The Annual Report does not claim perfection.
It presents a transparent and audited
account of a municipality that is stabilising after a prolonged period of institutional strain.
The City received a qualified audit outcome with 2 qualification areas, an
improvement from 6 in the previous financial year and 13 the year before that.
This reduction reflects measurable progress in financial controls, governance processes and oversight discipline.
Equally important is that this governance progress is not happening in isolation from service delivery.
Over the period under review, residents experienced tangible improvements:
•2 282 new water connections and 2 297 serviced stands connected to water services.

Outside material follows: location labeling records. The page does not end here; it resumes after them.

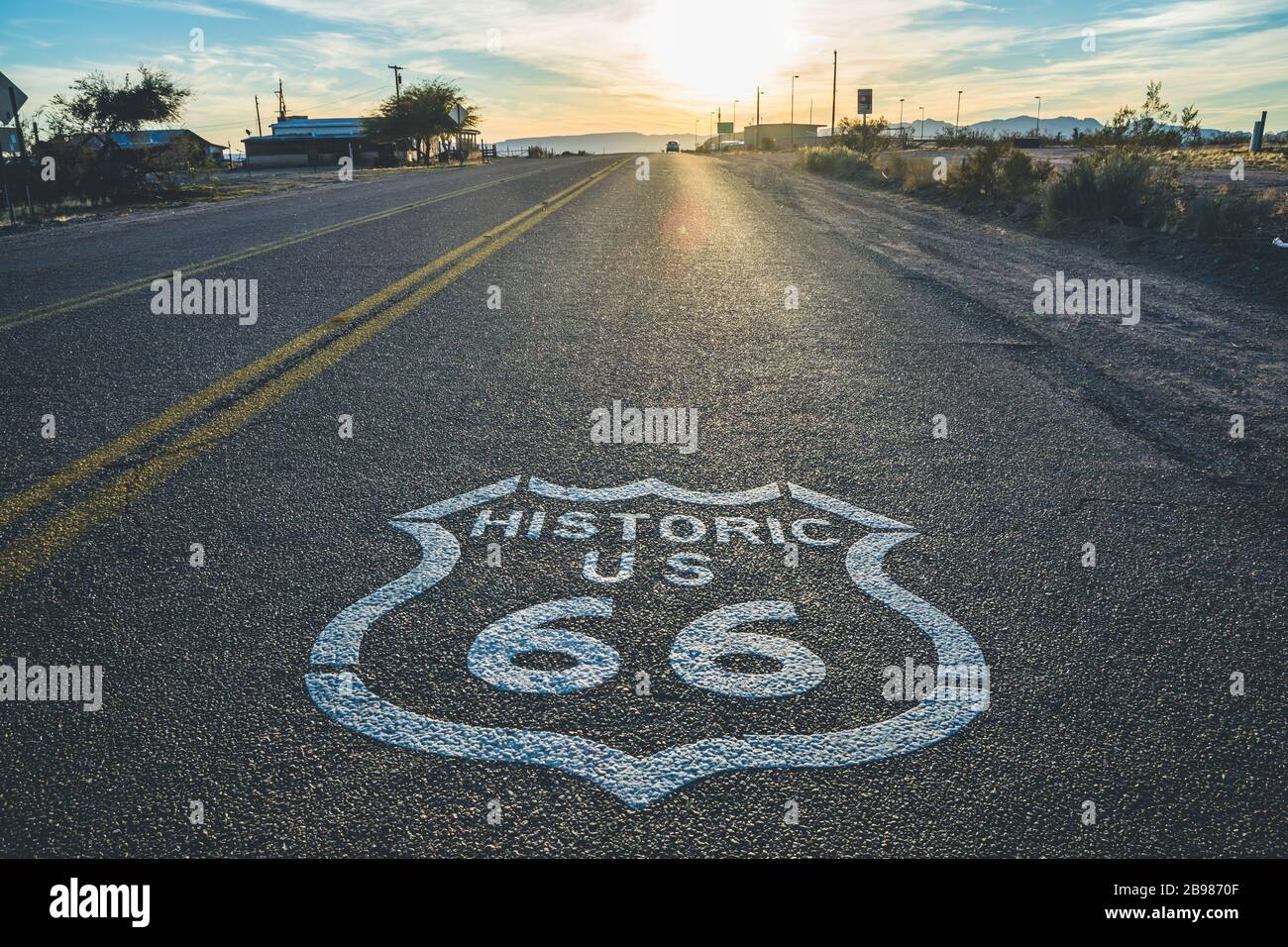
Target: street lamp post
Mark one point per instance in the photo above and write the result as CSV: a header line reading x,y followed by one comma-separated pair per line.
x,y
759,93
791,120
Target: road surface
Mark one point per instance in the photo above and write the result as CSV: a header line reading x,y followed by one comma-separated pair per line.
x,y
304,651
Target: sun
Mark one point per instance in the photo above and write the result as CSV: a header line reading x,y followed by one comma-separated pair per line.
x,y
712,51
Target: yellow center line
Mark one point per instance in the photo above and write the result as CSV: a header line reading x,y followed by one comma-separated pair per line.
x,y
43,544
17,504
123,289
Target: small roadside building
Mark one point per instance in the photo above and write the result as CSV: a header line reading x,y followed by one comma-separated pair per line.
x,y
178,145
782,136
297,141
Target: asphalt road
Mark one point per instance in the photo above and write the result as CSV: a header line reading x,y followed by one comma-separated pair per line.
x,y
1108,684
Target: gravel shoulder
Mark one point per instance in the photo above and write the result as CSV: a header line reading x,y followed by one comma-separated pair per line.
x,y
1211,343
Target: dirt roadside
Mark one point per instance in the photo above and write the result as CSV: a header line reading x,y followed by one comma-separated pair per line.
x,y
1210,343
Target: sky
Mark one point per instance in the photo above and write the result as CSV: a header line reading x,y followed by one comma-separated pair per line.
x,y
545,67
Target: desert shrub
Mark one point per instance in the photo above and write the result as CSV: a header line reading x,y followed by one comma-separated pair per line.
x,y
836,162
915,174
1119,185
958,138
1232,214
997,171
866,137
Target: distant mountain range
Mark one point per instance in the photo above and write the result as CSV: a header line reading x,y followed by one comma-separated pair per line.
x,y
629,142
600,142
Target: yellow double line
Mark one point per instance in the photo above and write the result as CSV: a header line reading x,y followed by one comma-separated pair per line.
x,y
52,538
123,289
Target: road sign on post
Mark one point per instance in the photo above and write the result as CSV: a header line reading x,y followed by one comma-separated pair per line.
x,y
12,98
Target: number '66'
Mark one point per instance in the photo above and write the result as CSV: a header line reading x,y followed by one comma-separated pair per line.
x,y
695,652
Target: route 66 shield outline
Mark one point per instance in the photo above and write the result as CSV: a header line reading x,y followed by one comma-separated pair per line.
x,y
639,781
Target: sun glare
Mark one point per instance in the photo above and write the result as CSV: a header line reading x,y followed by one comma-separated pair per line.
x,y
717,50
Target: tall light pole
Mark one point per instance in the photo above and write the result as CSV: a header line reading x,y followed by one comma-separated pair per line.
x,y
759,93
791,121
833,98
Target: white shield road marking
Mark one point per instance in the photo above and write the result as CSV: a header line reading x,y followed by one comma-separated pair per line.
x,y
639,781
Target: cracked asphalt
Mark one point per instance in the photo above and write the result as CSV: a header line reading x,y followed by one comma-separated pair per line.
x,y
1109,684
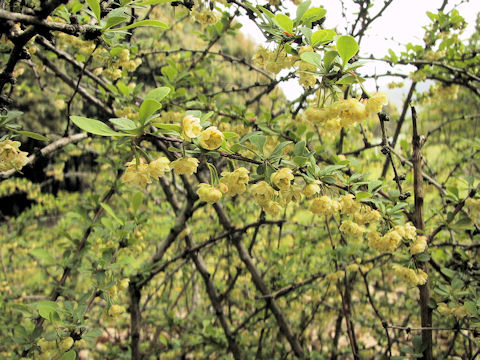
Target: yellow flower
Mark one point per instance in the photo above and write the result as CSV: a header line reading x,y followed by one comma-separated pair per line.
x,y
273,208
191,127
208,193
375,103
116,310
349,110
66,344
349,205
367,215
159,166
352,267
324,206
185,166
351,228
123,284
211,138
387,243
282,178
235,181
419,245
311,189
10,156
136,174
410,276
262,192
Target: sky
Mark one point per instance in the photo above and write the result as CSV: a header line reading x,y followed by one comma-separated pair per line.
x,y
400,24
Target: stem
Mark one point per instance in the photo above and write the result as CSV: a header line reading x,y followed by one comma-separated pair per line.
x,y
419,220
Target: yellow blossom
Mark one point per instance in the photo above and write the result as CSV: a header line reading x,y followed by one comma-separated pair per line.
x,y
375,103
273,208
349,204
185,166
411,276
211,138
191,127
136,174
367,215
66,344
311,189
351,228
208,193
236,181
282,178
159,167
325,205
350,111
10,155
419,245
262,192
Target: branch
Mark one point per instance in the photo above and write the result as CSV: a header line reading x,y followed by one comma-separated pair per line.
x,y
47,150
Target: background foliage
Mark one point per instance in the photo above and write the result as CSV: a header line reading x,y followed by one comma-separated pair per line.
x,y
331,226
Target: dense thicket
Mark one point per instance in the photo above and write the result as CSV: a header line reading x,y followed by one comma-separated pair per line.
x,y
160,198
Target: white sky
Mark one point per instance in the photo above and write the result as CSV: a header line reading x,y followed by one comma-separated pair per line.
x,y
400,24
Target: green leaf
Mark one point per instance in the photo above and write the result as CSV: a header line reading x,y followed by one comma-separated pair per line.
x,y
69,355
347,47
137,201
349,79
328,59
258,141
46,307
362,195
284,22
307,33
153,2
114,20
170,127
158,94
154,23
278,149
229,135
312,58
152,103
423,257
301,9
323,36
313,14
95,6
32,135
123,123
299,148
110,212
448,272
94,126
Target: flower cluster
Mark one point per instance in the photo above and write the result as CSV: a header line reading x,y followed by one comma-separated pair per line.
x,y
392,239
473,206
344,113
412,277
419,245
208,193
236,181
210,139
140,174
10,156
351,228
325,205
273,61
185,166
205,16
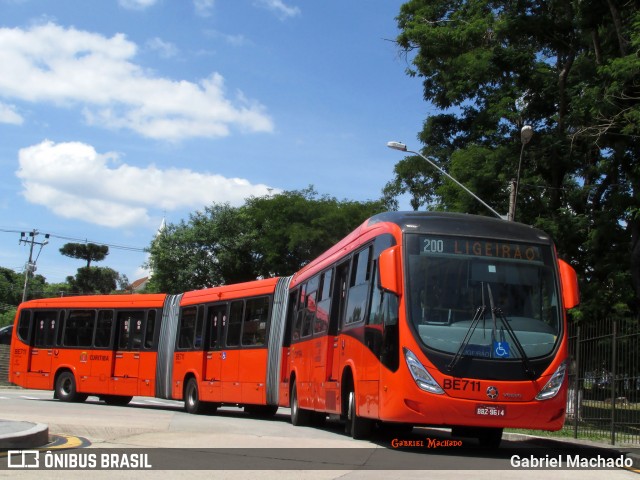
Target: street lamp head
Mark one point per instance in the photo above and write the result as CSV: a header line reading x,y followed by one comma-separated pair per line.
x,y
525,134
397,146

•Nearly 9.9 km of water pipelines replaced or upgraded and over 28 000 water meters replaced.
•Water leak response times improved from 14 days to 9 days.
•499 households connected to mains electricity, with major substation
upgrades completed in Soshanguve and Wapadrand.
•99.99% of formal areas receiving weekly waste collection, alongside the
clearing of hundreds of illegal dumping sites.
These outcomes show that strengthening governance and internal controls is
enabling service delivery.
The City has also moved decisively to restore accountability.
During the year, 146 investigations into unauthorised and irregular expenditure were completed, backlogs were reduced, and recovery recommendations amounting to approximately R3.2 billion were submitted to Council.
This reflects a clear shift toward consequence management as a principle of governance.
Financial indicators further confirm stabilisation. Net assets increased by
approximately R2.3 billion, liquidity improved, and progress was made in stabilising the City’s electricity account, reducing financial risk associated with bulk supply.
Employee related costs were contained within budget, while expenditure controls were strengthened without undermining core services.
Challenges remain, particularly in revenue collection within a difficult economic environment and in resolving the remaining technical audit matters.
However, focused remediation plans are in place and oversight mechanisms have been strengthened to ensure sustained progress.
The correct characterisation of the 2024/25 Annual Report is not one of a City in crisis, but of a City in recovery, rebuilding financial discipline, restoring governance credibility and steadily improving services to residents.
Tshwane is not yet where it must ultimately be, but it is no longer standing still.
The direction is clear and the momentum is real.